Researchers at the University of California recently created a self-powered throat patch that uses machine learning to translate muscle movements into speech, helping people to speak without vocal cords.
Jun Chen, an assistant professor of bioengineering at the University of California, Los Angeles, came up with the idea for a non-invasive speech-enabling device after feeling his vocal cords get tired as a result of lecturing for several hours at a time. He began thinking of ways of helping a person speak without using their vocal cords, and with the help of his colleagues at the University of California, he designed an innovative patch that sticks to the user’s throat and uses AI technology to decode their muscle movements into speech. The lightweight device is resistant to skin sweat and also harnesses the user’s muscle movements to generate electricity, which means that it doesn’t require a battery to operate.
Photo: Jun Chen et.al
In a study published in the Nature Scientific Journal, Prof. Jun Chen and his team explain how their 7.2-gram, self-powering throat patch works. The tiny device is made up of five thin layers, including materials that respond to the subtle movements of throat muscles. When the wearer executes the movements necessary to pronounce a phrase, the materials respond by producing electrical signals that can then be translated into speech with the help of machine learning technology.
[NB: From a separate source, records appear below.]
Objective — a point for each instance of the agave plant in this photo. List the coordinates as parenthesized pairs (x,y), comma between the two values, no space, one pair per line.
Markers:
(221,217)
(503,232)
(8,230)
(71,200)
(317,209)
The outer layers of the patch are made of soft, flexible silicone material, while the central layer is made of silicon and micromagnets and generates a magnetic field that varies depending on the movements of the muscles. The other two middle layers are made of coils of copper wire that transform the magnetic field changes into electrical impulses.
Photo: Jun Chen et.al
In an experiment detailed in their study, Chen and his colleagues fed electrical impulses to a machine-learning algorithm that ended up transforming them into spoken phrases. To train the algorithm, the eight participants in the study had to utter five short phrases 100 times each while wearing the patch, so that the algorithm could learn to associate each phrase with its specific muscle movements.
The study showed that the algorithm was about 95% accurate at translating the patch’s electrical impulses into speech, both when the phrases were spoken out loud and when pronounced “voicelessly”. This suggests that the algorithm can reliably interpret waveforms and translate them into speech, but Prof. Chen also points out that his study has limitations. Testing was limited to just the eight people saying five phrases, and none of them were suffering from speech disorders. Plus, even if the patch were to prove effective in a larger study, the logistics of producing it on a large scale still have to be figured out.
Photo: Jun Chen et.al
Still, the throat patch is considered a very promising invention, considering that about 30% of people will have at least one voice disorder in their lifetime and that the current alternatives, such as the electrolarynx, are invasive, expensive, or both.